Se dice que los cocodrilos lloran con gruesas y sentidas lágrimas cuando devoran algún animal, ya sea serpiente, pez o mamífero, que se cruce en su camino. La noche del lunes 3 de junio de 1963, mi abuela Carmen lloró desconsoladamente al enterarse por la televisión del fallecimiento de Juan XXIII, de Roncalli, el «papa bueno» que acababa de morir. Era un llanto sincero y dolorido, devoto y piadoso. Lloró como a la misma hora lo hicieron millones de católicos a lo largo del mundo.
No fueron lágrimas de cocodrilo, la fe popular dicta sentimientos y emociones que solo las oculta una oración.
Yo era un niño y aquella reacción de mi abuela me impresionó vivamente, y la he recordado con ocasión de la muerte, el lunes de Pascua, del papa Francisco, y me escandalizó ver algunas de las reacciones de los políticos españoles ante la desaparición del obispo de Roma. Tanto como las interpretaciones y análisis de la turba de especialistas «a la violeta» que, surgidos de la nada, se han convertido de la noche a la mañana en expertos vaticanistas.

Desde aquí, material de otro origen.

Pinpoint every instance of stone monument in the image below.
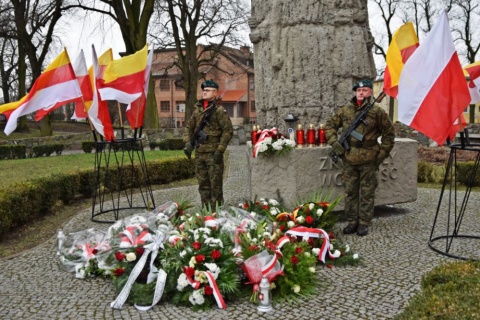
[249,0,376,133]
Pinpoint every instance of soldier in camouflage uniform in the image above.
[183,80,233,210]
[325,80,395,236]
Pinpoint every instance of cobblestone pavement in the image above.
[0,146,480,320]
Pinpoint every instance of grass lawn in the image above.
[0,150,185,188]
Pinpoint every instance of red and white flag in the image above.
[125,49,153,129]
[0,50,82,135]
[463,61,480,104]
[397,12,470,145]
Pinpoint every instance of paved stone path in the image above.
[0,146,480,320]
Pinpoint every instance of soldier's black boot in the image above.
[343,224,358,234]
[357,224,368,237]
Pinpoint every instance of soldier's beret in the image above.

El ministro Bolaños mudó en el camarlengo de la Moncloa y anunció, de luto riguroso, traje y corbata negros, como mandan los cánones, el fallecimiento de su santidad Francisco, a la vez que comunicaba un duelo oficial de tres días. El ministro de la Presidencia estaba compungido cuando hizo el anuncio y recordó las cinco entrevistas con el papa.
Evidentemente, entre los millones de votantes socialistas hay un buen número de católicos, pero Bolaños quiso parecerse al recordado Gregorio Peces Barba, presidente socialista del Congreso de los Diputados y líder del movimiento Católicos por el Socialismo.
Francisco era nuestro jefe espiritual. Somos mil cuatrocientos millones de católicos los que completamos el censo mundial de la Iglesia.
Mi asombro no tiene límites cuando escucho las condolencias de Sumar y Podemos, y oigo a Pablo Fernández y Verónica Martínez, portavoces de ambas formaciones, subrayar las luces y las sombras del papado y aconsejar que su sucesor tenga un talante de progreso.
La izquierda melancólica, anticlerical y básicamente atea, se atreve aconsejar al colegio cardenalicio para que desoiga al Espíritu Santo, si el conclave se pronuncia por un papa conservador no populista.
Y el sumun es la manifestación de Pablo Iglesias, ideólogo de extrema izquierda, al enterarse de óbito, quien señaló: «Compartimos barricada». Sin comentarios.
Prefiero, ante tanta hipocresía oportunista, las lágrimas calladas de los cocodrilos.